Bevevo e fumavo e scopavo sperando ci fosse solo questo di mezzo, nulla di più.

E scopavamo, felici, tantissimo. Un quarto d'ora, venti minuti, mezz'ora di felicità, senza problemi. Fin lì andava tutto bene. Era per quello che ero in quella situazione. 
Ma già alla fine della scopata temevo si presentasse qualche situazione di merda come "ho saputo cos'hai fatto ieri/parli ancora con quella?/ho sentito la tua amichetta". Cristo, l'avrei presa a testate, ma sono un gentiluomo.
Per evitare di picchiare lei, prendevo a pugni me stesso.
Tantissimi pugni in testa per cercare di neutralizzare i litigi e le discussioni che portava avanti praticamente da sola, a breve mi sarei causato una commozione cerebrale, ne ero sicuro.

Lei quasi si dispiaceva, piangeva: "non lo fare, smettila!".
E io continuavo a darmi pugni.
Ero completamente di fuori, ma non potevo più sopportare la situazione.

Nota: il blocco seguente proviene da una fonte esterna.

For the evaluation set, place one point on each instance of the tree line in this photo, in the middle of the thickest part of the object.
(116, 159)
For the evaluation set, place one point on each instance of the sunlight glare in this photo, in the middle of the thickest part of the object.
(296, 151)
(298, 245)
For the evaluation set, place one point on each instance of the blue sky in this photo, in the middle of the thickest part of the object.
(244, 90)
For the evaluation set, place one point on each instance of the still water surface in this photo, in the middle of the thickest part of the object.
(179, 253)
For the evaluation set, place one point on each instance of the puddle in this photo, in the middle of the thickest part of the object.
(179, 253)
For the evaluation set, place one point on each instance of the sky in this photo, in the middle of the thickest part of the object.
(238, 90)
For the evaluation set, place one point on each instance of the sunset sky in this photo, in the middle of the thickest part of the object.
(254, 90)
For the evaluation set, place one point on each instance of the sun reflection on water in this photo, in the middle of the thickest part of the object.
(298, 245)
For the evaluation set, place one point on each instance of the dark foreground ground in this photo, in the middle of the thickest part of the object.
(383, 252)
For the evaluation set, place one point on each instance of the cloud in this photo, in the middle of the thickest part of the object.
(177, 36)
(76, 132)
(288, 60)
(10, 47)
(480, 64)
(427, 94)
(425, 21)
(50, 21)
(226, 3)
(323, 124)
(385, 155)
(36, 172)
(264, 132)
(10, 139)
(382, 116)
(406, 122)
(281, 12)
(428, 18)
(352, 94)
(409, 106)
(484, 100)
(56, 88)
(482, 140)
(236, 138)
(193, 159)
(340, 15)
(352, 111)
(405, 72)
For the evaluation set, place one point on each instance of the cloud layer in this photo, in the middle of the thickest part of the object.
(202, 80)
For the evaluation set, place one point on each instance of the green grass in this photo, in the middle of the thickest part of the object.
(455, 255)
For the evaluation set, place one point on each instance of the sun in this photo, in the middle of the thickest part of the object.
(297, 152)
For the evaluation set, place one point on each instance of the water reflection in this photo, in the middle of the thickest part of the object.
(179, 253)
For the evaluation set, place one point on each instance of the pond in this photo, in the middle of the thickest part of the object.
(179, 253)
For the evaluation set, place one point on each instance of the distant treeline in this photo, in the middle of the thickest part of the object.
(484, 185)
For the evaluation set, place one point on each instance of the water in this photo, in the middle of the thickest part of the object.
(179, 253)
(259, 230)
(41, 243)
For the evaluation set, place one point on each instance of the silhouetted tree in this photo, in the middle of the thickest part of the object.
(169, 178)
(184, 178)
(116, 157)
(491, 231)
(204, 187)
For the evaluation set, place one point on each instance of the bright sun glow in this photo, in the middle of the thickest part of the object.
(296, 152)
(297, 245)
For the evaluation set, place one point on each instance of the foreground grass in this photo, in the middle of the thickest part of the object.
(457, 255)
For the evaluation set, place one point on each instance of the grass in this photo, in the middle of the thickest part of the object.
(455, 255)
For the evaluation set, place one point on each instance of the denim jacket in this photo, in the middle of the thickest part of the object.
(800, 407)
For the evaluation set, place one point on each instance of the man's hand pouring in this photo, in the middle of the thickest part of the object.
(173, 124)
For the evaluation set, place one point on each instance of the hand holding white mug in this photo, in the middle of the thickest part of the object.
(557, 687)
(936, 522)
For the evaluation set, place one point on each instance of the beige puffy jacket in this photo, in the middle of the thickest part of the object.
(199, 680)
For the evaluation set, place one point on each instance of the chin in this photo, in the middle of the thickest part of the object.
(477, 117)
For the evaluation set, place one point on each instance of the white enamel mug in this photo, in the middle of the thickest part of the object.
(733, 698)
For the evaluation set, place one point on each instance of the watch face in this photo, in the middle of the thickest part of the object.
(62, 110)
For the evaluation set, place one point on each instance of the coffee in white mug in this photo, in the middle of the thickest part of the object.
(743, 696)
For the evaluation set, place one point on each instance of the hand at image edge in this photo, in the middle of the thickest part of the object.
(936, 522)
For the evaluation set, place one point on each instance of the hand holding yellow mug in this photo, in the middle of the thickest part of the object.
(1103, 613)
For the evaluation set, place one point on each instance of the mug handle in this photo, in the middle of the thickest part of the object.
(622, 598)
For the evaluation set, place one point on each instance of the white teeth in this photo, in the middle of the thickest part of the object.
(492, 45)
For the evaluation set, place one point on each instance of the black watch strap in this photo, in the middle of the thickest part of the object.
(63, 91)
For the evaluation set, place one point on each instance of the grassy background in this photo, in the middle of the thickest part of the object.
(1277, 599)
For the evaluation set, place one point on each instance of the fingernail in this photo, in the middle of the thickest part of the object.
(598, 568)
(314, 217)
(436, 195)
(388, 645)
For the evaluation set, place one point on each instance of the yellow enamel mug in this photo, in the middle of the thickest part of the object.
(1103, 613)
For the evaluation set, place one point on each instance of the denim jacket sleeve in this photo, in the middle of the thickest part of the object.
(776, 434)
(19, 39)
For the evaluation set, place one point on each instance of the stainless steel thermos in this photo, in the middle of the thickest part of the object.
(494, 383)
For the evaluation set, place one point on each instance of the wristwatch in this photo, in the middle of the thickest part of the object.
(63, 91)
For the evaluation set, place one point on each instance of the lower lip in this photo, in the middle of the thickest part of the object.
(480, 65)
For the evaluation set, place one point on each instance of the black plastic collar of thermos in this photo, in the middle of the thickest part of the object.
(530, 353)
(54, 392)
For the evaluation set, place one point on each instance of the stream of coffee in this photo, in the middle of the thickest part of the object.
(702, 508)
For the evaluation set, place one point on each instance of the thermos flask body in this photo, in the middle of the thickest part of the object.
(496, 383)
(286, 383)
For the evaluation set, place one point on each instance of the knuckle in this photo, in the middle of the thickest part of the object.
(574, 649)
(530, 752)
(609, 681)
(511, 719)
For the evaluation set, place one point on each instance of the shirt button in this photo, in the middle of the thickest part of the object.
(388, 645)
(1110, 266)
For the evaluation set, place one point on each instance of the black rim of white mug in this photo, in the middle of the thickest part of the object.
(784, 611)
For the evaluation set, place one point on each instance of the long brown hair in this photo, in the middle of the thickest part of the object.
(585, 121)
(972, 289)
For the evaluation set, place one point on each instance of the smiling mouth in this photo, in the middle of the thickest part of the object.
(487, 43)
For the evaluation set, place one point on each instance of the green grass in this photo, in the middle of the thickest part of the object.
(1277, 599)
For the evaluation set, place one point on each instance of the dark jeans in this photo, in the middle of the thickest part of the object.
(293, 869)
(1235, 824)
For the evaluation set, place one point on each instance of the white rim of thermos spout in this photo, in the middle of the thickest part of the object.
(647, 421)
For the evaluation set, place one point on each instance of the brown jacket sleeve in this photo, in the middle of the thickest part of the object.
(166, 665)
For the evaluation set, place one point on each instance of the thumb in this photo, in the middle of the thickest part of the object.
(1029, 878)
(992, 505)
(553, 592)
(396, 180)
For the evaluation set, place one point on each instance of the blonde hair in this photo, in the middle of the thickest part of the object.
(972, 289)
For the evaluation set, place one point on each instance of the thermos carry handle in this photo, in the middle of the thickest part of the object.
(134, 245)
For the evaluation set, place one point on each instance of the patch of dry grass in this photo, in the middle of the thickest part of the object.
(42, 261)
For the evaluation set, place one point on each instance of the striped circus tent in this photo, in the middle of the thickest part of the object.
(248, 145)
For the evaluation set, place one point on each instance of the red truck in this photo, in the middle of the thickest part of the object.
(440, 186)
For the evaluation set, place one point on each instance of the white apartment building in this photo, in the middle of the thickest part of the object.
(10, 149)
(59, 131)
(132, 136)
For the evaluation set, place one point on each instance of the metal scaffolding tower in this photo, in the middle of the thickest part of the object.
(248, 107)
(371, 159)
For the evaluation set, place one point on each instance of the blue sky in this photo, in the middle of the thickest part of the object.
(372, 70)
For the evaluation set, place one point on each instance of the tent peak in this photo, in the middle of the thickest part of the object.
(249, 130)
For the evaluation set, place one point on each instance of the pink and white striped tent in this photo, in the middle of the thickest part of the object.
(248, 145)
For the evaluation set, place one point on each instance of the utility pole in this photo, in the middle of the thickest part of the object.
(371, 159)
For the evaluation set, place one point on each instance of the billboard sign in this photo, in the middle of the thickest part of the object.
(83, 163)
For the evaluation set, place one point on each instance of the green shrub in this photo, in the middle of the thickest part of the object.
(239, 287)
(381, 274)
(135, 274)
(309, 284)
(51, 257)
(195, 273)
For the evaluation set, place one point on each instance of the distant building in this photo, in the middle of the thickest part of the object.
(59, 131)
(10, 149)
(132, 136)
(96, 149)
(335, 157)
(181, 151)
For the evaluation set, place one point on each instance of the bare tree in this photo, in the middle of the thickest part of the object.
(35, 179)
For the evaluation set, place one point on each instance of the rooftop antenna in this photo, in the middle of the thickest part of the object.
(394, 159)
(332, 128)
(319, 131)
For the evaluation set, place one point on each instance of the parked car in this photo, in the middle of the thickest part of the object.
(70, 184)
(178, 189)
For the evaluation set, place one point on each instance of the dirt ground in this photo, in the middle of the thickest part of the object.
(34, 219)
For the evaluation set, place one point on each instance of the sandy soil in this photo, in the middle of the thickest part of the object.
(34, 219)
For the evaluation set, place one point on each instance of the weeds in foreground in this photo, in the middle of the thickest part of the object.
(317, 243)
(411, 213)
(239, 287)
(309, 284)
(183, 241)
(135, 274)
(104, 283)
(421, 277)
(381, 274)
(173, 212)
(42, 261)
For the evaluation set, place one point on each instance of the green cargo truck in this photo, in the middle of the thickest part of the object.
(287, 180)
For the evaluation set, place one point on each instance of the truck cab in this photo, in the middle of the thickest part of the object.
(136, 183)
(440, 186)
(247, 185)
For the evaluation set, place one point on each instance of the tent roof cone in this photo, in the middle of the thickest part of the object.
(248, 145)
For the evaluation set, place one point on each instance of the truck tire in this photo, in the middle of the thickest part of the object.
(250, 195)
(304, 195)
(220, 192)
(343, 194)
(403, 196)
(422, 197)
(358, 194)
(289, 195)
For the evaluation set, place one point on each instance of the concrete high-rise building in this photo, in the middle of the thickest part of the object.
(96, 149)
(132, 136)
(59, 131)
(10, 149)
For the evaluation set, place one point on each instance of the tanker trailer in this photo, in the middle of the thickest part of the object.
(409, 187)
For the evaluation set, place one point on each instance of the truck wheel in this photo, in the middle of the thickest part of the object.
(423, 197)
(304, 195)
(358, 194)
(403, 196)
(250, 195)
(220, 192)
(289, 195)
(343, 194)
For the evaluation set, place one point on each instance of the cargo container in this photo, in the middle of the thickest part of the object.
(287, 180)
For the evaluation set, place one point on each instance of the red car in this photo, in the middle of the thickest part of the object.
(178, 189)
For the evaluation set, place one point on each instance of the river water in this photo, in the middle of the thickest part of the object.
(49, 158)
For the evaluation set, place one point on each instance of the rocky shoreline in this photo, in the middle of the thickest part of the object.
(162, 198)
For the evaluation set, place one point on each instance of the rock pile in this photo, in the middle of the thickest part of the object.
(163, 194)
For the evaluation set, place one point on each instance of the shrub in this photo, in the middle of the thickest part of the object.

Era una relazione piena di periodi:
periodo di merda,
periodo di merda,
periodo buono che durava massimo una settimana,
periodo di merda per una mia cazzata come tentare di uscire con una vecchia amica,
periodo di merda per discutere della mia cazzata,
periodo di merda per sentirmi dire "io non sono una persona cattiva, perchè mi tratti così? Cosa ho fatto per meritarmi questo?"
E io rimanevo lì, a sorbirmi tutte queste cose per il semplice motivo che lei era la mia vita ed io ero la sua e non sapevo neanche dove andare senza di lei.
Il mio mondo si era chiuso su una persona e non sapevo come uscirne.

Ci svenavamo tutti i giorni per quei brevi momenti di perfezione. Ora ho capito cosa c’era dietro.

13/04/13

Emergenza.






in caso di incendio, sputare sulle fiamme,
accendere sigarette e respirare fumo,
saltare sui tavoli, schiacciare gli amici,
lanciarsi dalla finestra.
spirare con gaudio
senza dare fastidio ai soccorritori.

in caso di terremoto, spingere la terra,
staccare le piastrelle, battere pugni sordi
sui muri,
creare un finto riparo,
piazzarsi sotto tale capanna,
calmarsi,
ascoltare il prezioso rumore
del blocco di marmo e cemento che
ti sfonda il cranio.
spirare in fretta
senza biasimare i giornalisti con i caschi.